Following compliances are not required to be done by an OPC related to meetings  & other compliances:-

  • Sign on annual returns.
  • Hold Annual General Meetings and Board Meetings.
  • Sign on Financial Statements.
  • Option to dispense with the requirement of holding an AGM.
  • Power of Tribunal to call meetings of members.
  • Calling of extraordinary general meeting.
  • Notice of meeting.
  • Statement to be annexed to notice.
  • Quorum for meetings.
  • Chairman of meetings.
  • Proxies
  • Restriction on voting rights.
  • Voting by show of hands.
  • Voting through electronic means.
  • Demand for poll.
  • Postal ballot.
  • Circulation of members’ resolution.


There should be at least one member and one director in an OPC.

There can be a maximum of one member and fifteen directors in an OPC.

The company shall file Form INC – 4with the registrar in case of cessation of member/nominee of OPC on account of death, incapacity to contract or change in ownership within 30 days of receipt of the notice. In the same form, user needs to provide details of new member/nominee and Form INC – 3 as consent of new nominee.

Reservation of name using the SPICE+ (INC-32)and within next 20 days, INC-3 shall be filed for nominee consent Form is attached with INC-32, INC-33 should be prepared stating all the required clauses as e-Memorandum of Association followed by INC-34 e-Articles of Association, INC-35 (AGILE PRO) is multipurpose form which helps in Application for GSTIN, ESI pLusEpf, P.TaxRegistration Opening of Bank a/c. AlsoINC-9 would be required as Declaration shall be submitted by each of the subscribers to the memorandum and each of the first directors named in the articles, DIR-12 and DIR-2 stating particulars of first director of the company and his interest in other firms or body corporate along with his consent to act as a director and INC-22 Filing of Registered Office Address.

In case the paid up share capital (PUSC) of an OPC exceeds Rs. 50 lakh or its average annual turnover during the relevant period exceeds Rs. 2 crore, then the OPC has to mandatorily convert into private or public company.

The OPC shall inform ROC in Form INC – 5, if the threshold limits are exceeded and conversion is required.

Form INC – 6 shall be filed in both the cases.

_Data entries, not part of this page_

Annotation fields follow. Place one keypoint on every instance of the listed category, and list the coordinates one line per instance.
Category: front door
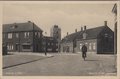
(17, 47)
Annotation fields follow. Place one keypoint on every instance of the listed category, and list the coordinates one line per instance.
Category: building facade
(98, 40)
(50, 44)
(22, 37)
(114, 11)
(55, 32)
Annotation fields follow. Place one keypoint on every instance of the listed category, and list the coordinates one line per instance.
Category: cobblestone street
(59, 65)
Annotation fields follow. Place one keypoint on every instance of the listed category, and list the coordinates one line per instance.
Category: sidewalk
(15, 59)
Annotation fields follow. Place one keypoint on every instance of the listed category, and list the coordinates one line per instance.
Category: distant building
(50, 44)
(98, 40)
(114, 10)
(22, 37)
(56, 33)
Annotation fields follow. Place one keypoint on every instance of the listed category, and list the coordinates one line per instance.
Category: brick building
(98, 40)
(50, 44)
(55, 32)
(22, 37)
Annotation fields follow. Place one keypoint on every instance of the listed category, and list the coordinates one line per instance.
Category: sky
(68, 16)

It should be filed within 30 days in case of voluntary conversion and within 6 months of mandatory conversion.

Only a natural person who is an Indian citizen and resident in India shall be eligible to act as a member and nominee of an OPC. The term “resident in India” means a person who has stayed in India for a period of not less than 182 days during the immediately preceding 1 financial year.

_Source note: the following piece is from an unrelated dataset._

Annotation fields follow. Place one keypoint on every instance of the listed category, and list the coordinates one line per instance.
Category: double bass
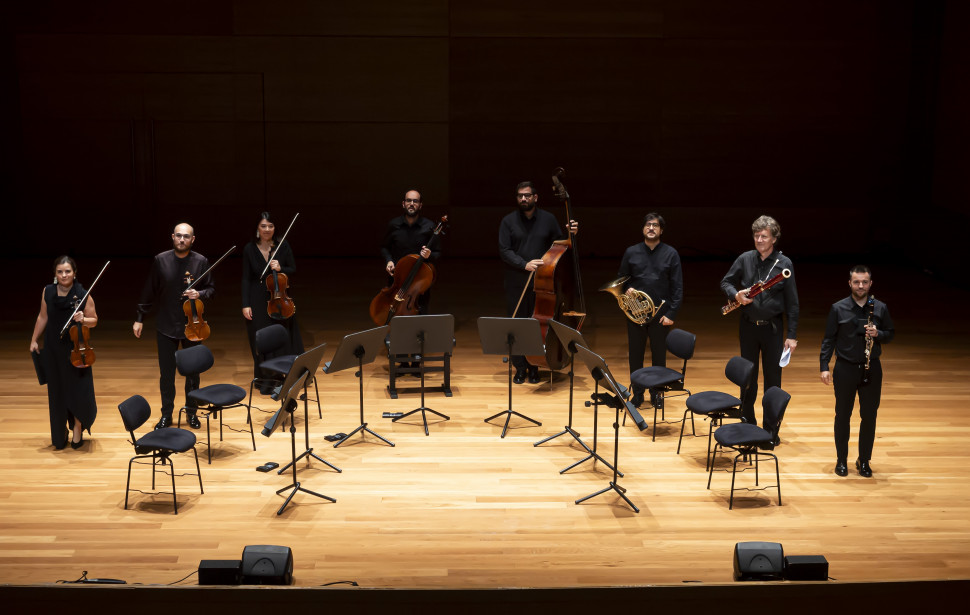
(413, 276)
(559, 289)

A person can be member in only one OPC and the same person can be nominee in only one OPC.

Where a natural person, being member in OPC becomes a member in another OPC by virtue of his being a nominee in that OPC, then such person shall meet the eligibility criteria of being a member in only one OPC within 180 days, i.e., he/she shall withdraw his membership from either of the OPCs within 180 days.